Koordinator Paseduluran Angkringan Silat, Suryadi, menyampaikan apresiasi atas dukungan Wakil Gubernur DIY dan Pemda DIY terhadap berbagai kegiatan pencak silat. Ia menegaskan komitmen untuk menindaklanjuti arahan Sri Paduka, khususnya dalam penguatan sosialisasi pencak silat sebagai tradisi budaya yang sarat nilai luhur.

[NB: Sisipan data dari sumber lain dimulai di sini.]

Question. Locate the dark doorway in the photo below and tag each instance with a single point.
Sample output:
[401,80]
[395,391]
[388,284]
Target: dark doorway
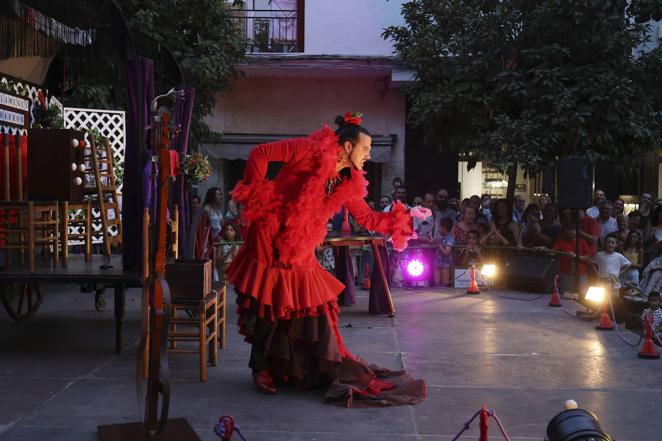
[426,168]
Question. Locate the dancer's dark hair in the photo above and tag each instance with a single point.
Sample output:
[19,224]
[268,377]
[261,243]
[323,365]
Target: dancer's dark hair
[348,132]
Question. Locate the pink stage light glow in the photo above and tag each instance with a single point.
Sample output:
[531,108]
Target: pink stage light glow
[415,268]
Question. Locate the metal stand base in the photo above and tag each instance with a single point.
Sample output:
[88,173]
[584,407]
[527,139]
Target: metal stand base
[177,429]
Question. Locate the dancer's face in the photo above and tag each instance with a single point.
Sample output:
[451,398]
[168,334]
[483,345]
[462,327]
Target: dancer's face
[358,154]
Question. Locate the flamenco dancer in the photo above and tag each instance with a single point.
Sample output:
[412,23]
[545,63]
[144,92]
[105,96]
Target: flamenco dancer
[287,302]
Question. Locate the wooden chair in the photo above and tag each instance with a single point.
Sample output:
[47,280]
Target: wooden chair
[72,222]
[204,317]
[28,224]
[221,290]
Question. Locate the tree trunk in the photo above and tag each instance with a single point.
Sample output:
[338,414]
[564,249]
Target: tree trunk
[512,180]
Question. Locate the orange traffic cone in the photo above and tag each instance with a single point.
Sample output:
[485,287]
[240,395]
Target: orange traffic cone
[346,229]
[649,350]
[483,423]
[556,298]
[473,286]
[605,323]
[366,278]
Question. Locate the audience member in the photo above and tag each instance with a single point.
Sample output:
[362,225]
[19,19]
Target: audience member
[228,248]
[466,223]
[504,230]
[427,228]
[474,200]
[634,252]
[232,212]
[566,243]
[543,200]
[400,195]
[212,205]
[589,230]
[618,207]
[384,202]
[653,235]
[485,205]
[645,202]
[549,225]
[443,262]
[622,223]
[655,312]
[607,223]
[634,222]
[610,264]
[598,197]
[471,253]
[443,206]
[530,230]
[518,209]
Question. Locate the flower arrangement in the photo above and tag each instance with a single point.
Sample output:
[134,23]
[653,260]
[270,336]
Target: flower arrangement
[196,166]
[45,116]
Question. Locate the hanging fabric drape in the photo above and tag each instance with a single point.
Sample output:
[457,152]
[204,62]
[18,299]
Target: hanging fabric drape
[182,112]
[140,83]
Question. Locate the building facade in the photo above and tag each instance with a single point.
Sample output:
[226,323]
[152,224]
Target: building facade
[308,61]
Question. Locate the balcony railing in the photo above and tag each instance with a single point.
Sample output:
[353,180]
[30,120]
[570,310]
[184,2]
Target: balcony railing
[275,30]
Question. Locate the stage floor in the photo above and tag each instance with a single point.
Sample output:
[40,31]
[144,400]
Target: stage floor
[60,378]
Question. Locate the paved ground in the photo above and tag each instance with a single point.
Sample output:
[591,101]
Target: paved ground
[59,376]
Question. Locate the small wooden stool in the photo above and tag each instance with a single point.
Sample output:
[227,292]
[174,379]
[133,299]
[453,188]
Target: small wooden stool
[27,224]
[220,288]
[207,328]
[72,222]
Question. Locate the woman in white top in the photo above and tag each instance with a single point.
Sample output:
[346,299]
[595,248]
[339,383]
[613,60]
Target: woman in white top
[212,205]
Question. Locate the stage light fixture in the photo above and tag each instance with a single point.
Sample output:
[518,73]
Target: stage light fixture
[576,425]
[488,270]
[415,268]
[595,294]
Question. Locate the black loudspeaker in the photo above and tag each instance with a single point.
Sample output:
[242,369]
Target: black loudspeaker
[54,165]
[527,273]
[573,182]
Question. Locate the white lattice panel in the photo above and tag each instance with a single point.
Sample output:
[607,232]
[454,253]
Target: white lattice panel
[111,124]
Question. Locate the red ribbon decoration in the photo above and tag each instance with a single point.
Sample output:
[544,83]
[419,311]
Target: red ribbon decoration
[353,119]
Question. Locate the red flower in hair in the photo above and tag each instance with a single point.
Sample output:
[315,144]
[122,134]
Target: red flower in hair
[41,98]
[353,118]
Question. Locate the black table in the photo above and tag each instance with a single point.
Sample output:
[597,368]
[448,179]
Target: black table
[81,272]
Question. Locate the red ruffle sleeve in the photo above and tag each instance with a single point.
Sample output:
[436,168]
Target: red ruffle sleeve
[397,223]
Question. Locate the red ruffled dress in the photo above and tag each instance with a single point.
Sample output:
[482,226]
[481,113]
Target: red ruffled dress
[280,282]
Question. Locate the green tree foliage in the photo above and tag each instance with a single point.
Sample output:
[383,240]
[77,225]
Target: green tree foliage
[525,81]
[200,35]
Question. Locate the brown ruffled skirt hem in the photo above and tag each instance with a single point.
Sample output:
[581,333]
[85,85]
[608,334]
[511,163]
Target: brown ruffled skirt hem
[308,352]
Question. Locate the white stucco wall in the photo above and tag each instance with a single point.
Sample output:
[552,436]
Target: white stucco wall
[350,27]
[286,106]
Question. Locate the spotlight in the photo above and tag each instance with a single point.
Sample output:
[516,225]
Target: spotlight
[415,268]
[488,270]
[595,294]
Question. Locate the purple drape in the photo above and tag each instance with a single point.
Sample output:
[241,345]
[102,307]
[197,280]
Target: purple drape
[140,84]
[182,119]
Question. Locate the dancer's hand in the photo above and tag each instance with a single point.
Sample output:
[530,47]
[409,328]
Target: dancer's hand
[419,212]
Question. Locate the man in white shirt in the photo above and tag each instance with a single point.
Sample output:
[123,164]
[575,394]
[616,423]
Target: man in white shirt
[400,194]
[594,211]
[518,209]
[607,223]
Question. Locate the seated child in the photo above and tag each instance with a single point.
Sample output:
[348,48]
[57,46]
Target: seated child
[567,243]
[443,262]
[610,264]
[229,247]
[471,254]
[634,252]
[655,311]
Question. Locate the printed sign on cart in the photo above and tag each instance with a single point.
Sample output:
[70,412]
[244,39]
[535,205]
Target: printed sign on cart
[14,110]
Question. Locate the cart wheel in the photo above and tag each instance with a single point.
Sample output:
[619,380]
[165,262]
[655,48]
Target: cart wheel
[99,301]
[21,300]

“Kami berupaya agar masyarakat memahami pencak silat bukan sekadar bela diri atau identik dengan kekerasan, melainkan warisan leluhur yang mengajarkan nilai saling asah, saling asuh, dan saling menghormati. Sosialisasi budaya menjadi kunci agar nilai-nilai tersebut dipahami secara luas,” jelas Suryadi.

Sementara itu, Wakil Ketua Koordinator Paseduluran Angkringan Silat, Sugiarto, menyatakan kegiatan yang dilaksanakan diharapkan memberikan manfaat dan dampak positif yang dapat dirasakan langsung oleh masyarakat. Ia juga menekankan pentingnya pengenalan pencak silat sejak dini, mulai dari tingkat SD, SMP, hingga SMA, sebagai bagian dari upaya menumbuhkan kecintaan generasi muda terhadap budaya.(prg,wur)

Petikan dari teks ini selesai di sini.